The Llama 3.1 large language model (LLM), which is available for free, shows Meta’s efforts into its AI investment to catch up with many rivals, such as OpenAI, Anthropic, Google, and Amazon. The tech giant’s announcement noted a deep partnership with the largest chipmaker, Nvidia, who supplies the Graphics Processing Units (GPUs) required for the training of Meta’s AI models, including Llama 3.1. 

Intelligent Partnerships 

Compared to other AI leading companies like OpenAI, which intends to make profits from its models by selling them, Meta is not willing to launch its own enterprise business.  

The Facebook parent is partnering with big tech companies, such as Amazon Web Services, Google Cloud, Microsoft Azure, Databricks, and Dell, to offer its latest Llama 3.1 through their cloud platforms. 

Meta’s CEO, Mark Zuckerberg, previously mentioned that “We’re building teams internally to enable as many developers and partners as possible to use Llama, and we’re actively building partnerships so that more companies in the ecosystem can offer unique functionality to their customers as well.”   While a financial spokesperson highlighted that the financial benefits are minor. In addition, the company believes that by making such AI technologies available to all, it can appeal to top talent and reduce the computing costs. 

As for Meta and Nvidia, the partnership can only be seen as a two-party beneficiary kind of deal. For the chipmaker, the adoption of open-source models can boost demand for its chips. For Meta, in parallel, who always looks forward to training the most powerful AI models, the latest, and most reliable GPUs are required. 

The technology conglomerate is working hard to promote a community of developers building AI apps with its software. 

In an interview with CNBC, Meta’s VP of AI partnerships, Ash Jhaveri, said the company’s strategy is valuable given that it gives access to developers to its internal tools, pushing them to build upon them. It also helps Meta to benefit from the improvements made by the developers. 

Llama 3.1 Different Aspects 

Large language models with substantial parameters can accomplish greater things compared to smaller LLMs, such as understanding the context in long streams of text or solving complex math equations, and even generating synthetic data that is presumably to be used in honing small AI models. That’s why the latest Llama 3.1, which has 405 billion parameters, is expected to be different from other AI models. 

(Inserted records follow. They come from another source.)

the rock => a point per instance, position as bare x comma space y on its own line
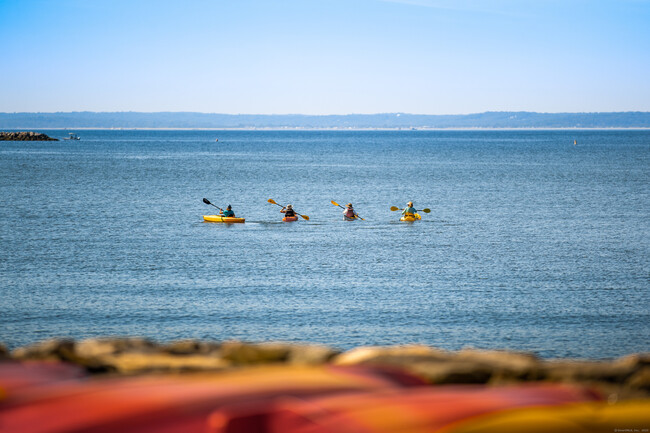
100, 347
634, 361
25, 136
4, 353
585, 371
48, 350
240, 353
454, 372
189, 347
640, 380
308, 354
391, 355
504, 366
130, 363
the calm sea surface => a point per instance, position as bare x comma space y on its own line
532, 243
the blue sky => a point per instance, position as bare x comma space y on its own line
325, 56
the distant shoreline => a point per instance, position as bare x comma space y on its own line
347, 122
85, 128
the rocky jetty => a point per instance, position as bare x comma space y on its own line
25, 136
624, 378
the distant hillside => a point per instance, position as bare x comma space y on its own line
522, 119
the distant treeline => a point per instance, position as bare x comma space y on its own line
87, 119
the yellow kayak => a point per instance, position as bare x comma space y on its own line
411, 218
222, 219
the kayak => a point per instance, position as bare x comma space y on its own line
411, 218
222, 219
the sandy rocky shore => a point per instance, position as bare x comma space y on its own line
620, 379
25, 136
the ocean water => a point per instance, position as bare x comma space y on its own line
532, 243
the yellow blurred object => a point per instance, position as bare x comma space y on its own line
593, 417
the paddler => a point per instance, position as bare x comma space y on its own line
409, 210
228, 212
288, 211
349, 212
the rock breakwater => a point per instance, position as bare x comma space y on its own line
25, 136
623, 378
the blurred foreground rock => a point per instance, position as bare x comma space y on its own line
25, 136
623, 378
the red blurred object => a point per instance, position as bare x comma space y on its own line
165, 404
420, 410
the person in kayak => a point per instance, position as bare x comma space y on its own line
409, 210
228, 212
349, 212
288, 211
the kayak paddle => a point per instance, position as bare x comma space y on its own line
336, 204
426, 210
206, 201
273, 202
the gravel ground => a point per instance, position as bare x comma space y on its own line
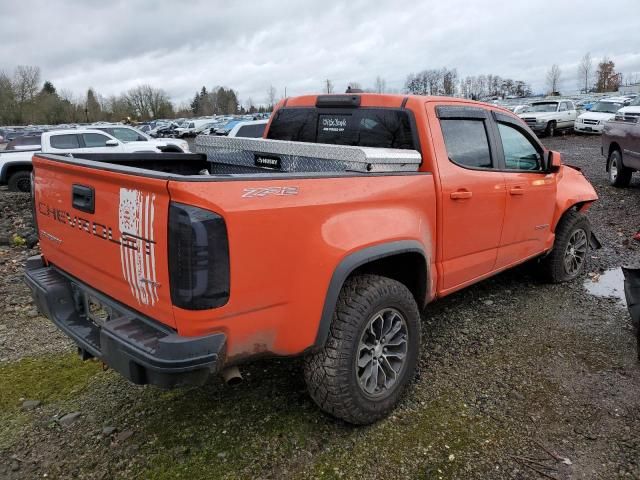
518, 379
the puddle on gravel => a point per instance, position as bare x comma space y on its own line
607, 284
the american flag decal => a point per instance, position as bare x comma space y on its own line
137, 255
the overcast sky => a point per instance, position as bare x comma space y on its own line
180, 46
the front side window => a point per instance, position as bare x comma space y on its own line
467, 143
65, 142
95, 140
519, 152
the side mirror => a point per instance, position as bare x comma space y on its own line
553, 161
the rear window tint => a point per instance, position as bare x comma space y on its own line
251, 131
64, 141
364, 127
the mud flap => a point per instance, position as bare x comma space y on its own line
632, 294
594, 243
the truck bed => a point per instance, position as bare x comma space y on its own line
229, 157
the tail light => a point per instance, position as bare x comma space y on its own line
34, 212
198, 258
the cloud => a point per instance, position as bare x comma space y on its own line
180, 46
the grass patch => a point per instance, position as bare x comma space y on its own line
47, 379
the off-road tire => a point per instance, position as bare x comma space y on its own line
331, 373
20, 182
619, 175
552, 266
550, 131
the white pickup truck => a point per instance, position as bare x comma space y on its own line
15, 167
549, 116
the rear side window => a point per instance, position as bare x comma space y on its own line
519, 152
364, 127
467, 143
251, 131
64, 141
94, 139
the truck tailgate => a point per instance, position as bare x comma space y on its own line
106, 229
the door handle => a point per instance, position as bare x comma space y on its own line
461, 195
83, 198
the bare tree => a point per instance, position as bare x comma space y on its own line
26, 83
7, 100
380, 85
271, 96
149, 102
585, 71
553, 78
607, 80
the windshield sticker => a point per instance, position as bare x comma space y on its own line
135, 217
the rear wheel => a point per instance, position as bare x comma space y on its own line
551, 129
619, 175
371, 352
20, 182
568, 258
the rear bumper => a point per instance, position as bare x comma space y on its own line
139, 348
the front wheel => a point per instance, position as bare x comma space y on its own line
371, 352
568, 258
619, 175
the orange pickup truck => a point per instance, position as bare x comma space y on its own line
325, 239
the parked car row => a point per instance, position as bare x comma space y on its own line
551, 115
15, 161
621, 145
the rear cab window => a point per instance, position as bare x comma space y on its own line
66, 142
251, 131
364, 127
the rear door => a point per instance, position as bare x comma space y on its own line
531, 193
107, 229
473, 195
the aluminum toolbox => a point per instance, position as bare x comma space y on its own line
236, 155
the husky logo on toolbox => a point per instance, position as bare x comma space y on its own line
135, 217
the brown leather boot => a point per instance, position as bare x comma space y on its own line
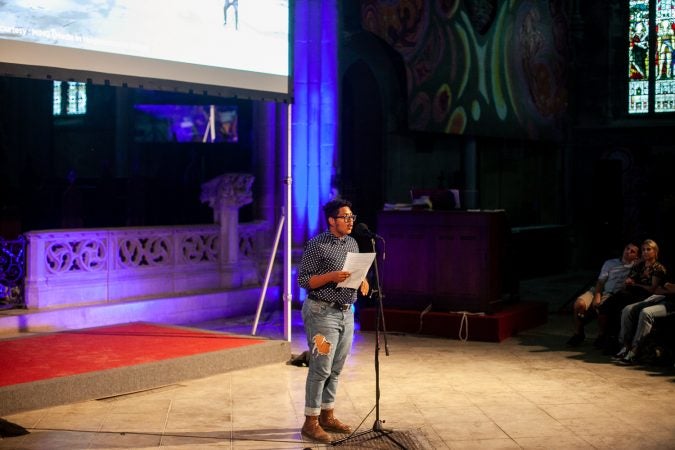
330, 423
312, 430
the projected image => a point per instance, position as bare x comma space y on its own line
185, 123
246, 35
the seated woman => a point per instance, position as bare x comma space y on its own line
644, 313
643, 280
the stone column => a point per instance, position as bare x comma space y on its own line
226, 194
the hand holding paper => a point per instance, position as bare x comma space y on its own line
357, 264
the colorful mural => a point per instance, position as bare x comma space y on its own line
479, 67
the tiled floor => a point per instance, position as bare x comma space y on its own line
529, 391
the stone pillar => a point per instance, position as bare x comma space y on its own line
226, 194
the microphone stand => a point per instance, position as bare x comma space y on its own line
377, 425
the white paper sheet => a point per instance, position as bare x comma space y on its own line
357, 264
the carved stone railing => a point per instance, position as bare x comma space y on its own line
76, 267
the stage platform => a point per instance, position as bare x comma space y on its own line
495, 327
51, 369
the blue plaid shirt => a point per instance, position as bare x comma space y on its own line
327, 253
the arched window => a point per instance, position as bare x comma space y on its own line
69, 98
651, 48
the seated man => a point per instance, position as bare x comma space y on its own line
644, 279
611, 279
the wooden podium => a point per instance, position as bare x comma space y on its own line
452, 260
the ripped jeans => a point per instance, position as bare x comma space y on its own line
330, 333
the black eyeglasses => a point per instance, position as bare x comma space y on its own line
351, 218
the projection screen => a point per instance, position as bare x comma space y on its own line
215, 47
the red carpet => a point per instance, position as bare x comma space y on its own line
75, 352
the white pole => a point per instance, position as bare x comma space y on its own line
268, 274
288, 296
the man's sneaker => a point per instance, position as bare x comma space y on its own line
621, 353
629, 358
576, 340
600, 341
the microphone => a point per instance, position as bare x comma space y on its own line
362, 229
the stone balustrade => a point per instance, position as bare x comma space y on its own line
84, 267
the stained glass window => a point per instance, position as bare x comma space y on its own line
57, 98
69, 98
664, 64
651, 44
638, 57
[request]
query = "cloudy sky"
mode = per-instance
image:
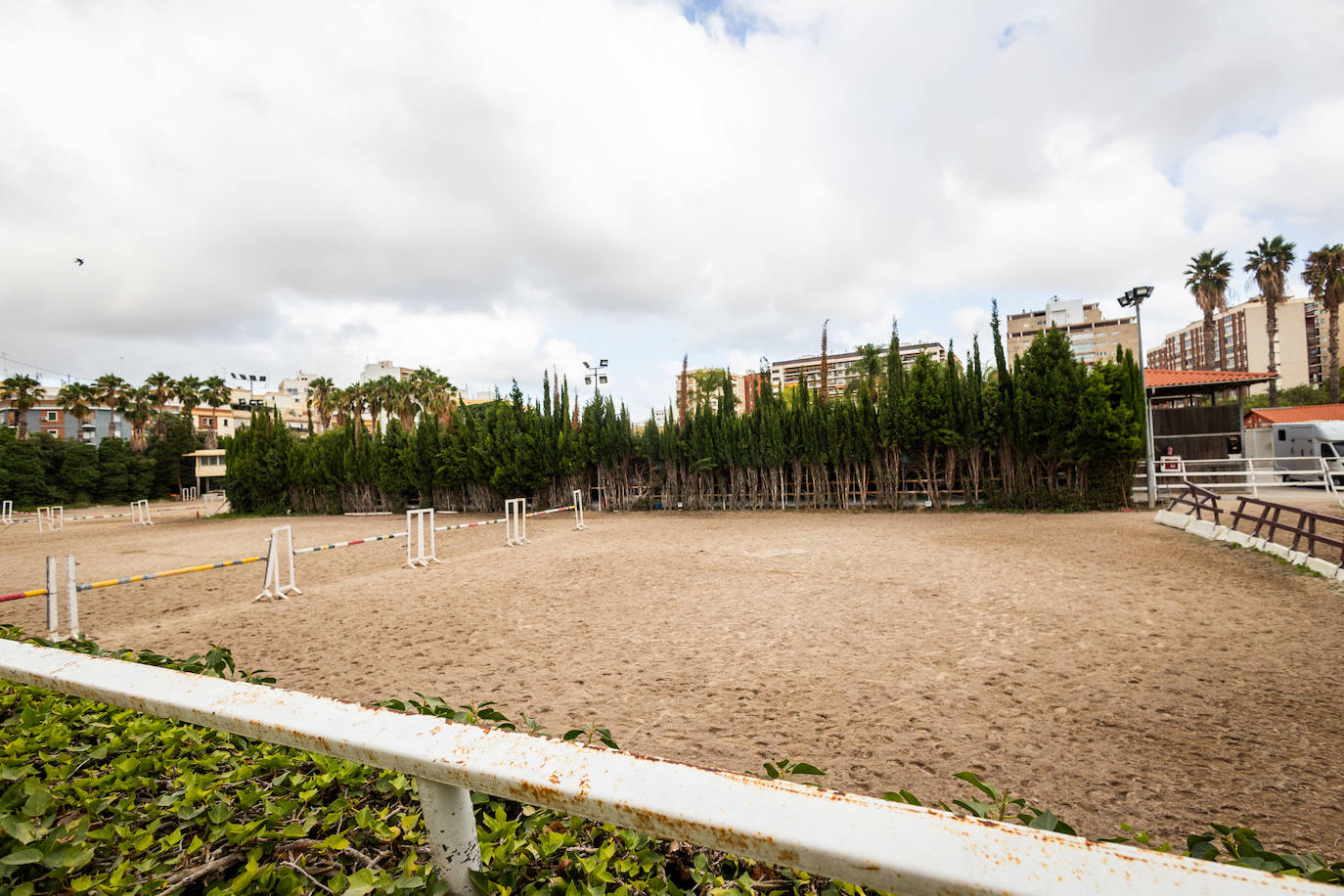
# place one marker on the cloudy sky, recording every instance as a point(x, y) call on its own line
point(495, 188)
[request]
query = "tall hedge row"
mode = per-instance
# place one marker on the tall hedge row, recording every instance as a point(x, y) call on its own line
point(1045, 431)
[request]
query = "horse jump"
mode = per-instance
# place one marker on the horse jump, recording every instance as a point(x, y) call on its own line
point(56, 517)
point(416, 555)
point(140, 512)
point(515, 522)
point(272, 587)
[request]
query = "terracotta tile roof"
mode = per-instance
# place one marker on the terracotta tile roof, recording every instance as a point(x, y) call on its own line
point(1300, 414)
point(1160, 379)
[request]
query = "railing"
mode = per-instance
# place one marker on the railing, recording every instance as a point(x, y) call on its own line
point(859, 840)
point(1199, 500)
point(1269, 521)
point(1251, 473)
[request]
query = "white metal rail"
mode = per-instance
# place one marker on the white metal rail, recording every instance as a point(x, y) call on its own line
point(891, 846)
point(1249, 474)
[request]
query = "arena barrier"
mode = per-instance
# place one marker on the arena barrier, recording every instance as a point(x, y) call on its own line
point(56, 517)
point(140, 512)
point(859, 840)
point(416, 555)
point(272, 587)
point(515, 522)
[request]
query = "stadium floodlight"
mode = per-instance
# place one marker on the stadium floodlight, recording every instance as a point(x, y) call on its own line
point(1135, 298)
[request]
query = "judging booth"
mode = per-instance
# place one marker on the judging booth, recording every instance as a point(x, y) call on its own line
point(210, 464)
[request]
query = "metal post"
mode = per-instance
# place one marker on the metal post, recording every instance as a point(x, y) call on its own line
point(72, 596)
point(1148, 406)
point(450, 828)
point(53, 597)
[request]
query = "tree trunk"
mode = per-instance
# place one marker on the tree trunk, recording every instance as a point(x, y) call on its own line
point(1272, 330)
point(1210, 340)
point(1335, 353)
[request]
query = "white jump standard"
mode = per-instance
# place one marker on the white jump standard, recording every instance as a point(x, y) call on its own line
point(515, 522)
point(416, 555)
point(272, 586)
point(140, 512)
point(54, 516)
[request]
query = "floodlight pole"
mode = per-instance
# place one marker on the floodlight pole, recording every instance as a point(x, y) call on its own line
point(1135, 298)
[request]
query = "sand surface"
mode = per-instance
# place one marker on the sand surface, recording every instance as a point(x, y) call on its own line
point(1102, 665)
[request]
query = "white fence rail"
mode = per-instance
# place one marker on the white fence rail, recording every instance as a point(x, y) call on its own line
point(861, 840)
point(1246, 474)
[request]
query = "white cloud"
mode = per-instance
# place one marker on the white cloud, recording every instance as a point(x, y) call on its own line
point(492, 188)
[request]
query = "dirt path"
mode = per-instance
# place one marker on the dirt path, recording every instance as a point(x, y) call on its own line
point(1105, 666)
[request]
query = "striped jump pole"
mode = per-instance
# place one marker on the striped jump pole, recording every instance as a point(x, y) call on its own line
point(354, 542)
point(146, 576)
point(18, 596)
point(470, 525)
point(272, 586)
point(53, 606)
point(72, 596)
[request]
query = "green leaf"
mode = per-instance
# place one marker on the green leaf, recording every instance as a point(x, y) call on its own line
point(25, 856)
point(38, 802)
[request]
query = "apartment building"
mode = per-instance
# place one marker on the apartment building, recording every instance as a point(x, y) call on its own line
point(841, 368)
point(744, 387)
point(381, 370)
point(1242, 344)
point(1093, 336)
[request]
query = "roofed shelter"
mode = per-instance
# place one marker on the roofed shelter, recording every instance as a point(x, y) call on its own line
point(1186, 427)
point(210, 463)
point(1268, 417)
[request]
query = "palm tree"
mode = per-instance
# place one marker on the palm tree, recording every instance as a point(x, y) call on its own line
point(403, 405)
point(1269, 263)
point(322, 398)
point(77, 400)
point(355, 403)
point(137, 407)
point(190, 394)
point(161, 389)
point(1206, 278)
point(381, 395)
point(22, 392)
point(214, 392)
point(112, 388)
point(1324, 277)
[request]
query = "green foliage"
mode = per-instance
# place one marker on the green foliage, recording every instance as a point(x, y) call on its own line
point(103, 799)
point(258, 465)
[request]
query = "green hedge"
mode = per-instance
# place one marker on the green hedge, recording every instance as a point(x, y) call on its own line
point(109, 801)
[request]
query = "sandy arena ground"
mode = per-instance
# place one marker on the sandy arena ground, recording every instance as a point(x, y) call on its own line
point(1102, 665)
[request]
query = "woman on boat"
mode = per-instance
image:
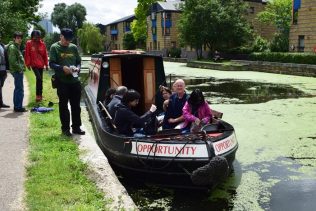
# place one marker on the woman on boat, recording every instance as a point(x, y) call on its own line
point(196, 112)
point(109, 95)
point(125, 119)
point(165, 93)
point(173, 115)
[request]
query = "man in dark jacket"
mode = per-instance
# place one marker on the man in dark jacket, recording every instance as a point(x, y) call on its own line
point(4, 66)
point(125, 119)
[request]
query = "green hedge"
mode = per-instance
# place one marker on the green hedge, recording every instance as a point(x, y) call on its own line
point(299, 58)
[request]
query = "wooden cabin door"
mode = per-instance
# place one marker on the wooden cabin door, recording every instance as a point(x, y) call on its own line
point(115, 72)
point(149, 82)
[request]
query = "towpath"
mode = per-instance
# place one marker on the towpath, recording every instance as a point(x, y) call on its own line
point(13, 148)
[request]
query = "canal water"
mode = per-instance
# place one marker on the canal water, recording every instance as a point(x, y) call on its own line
point(274, 118)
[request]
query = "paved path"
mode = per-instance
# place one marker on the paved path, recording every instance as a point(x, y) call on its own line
point(13, 146)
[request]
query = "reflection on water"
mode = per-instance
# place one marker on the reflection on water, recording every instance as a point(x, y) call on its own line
point(294, 195)
point(230, 91)
point(153, 197)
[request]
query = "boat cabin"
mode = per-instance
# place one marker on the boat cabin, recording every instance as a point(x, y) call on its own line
point(133, 69)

Meta is also releasing smaller versions of Llama 3.1 that Meta has called Llama 3.1 8B and Llama 3.1 70B models. Basically, they are improved versions of their previous versions, and according to the company, they can be used to power chatbots and software coding assistants. 

Final Thoughts 

Adopting an open-source AI model is a good point for Meta’s powerful AI, as it makes it easier for people to have access to such technologies and benefit from them without incurring costs when they can’t afford to. But privacy is still a challenge that Meta is required to resolve, because, as an open-source model, these models will surely have access to huge amounts of data, which might be somehow sensitive and personal.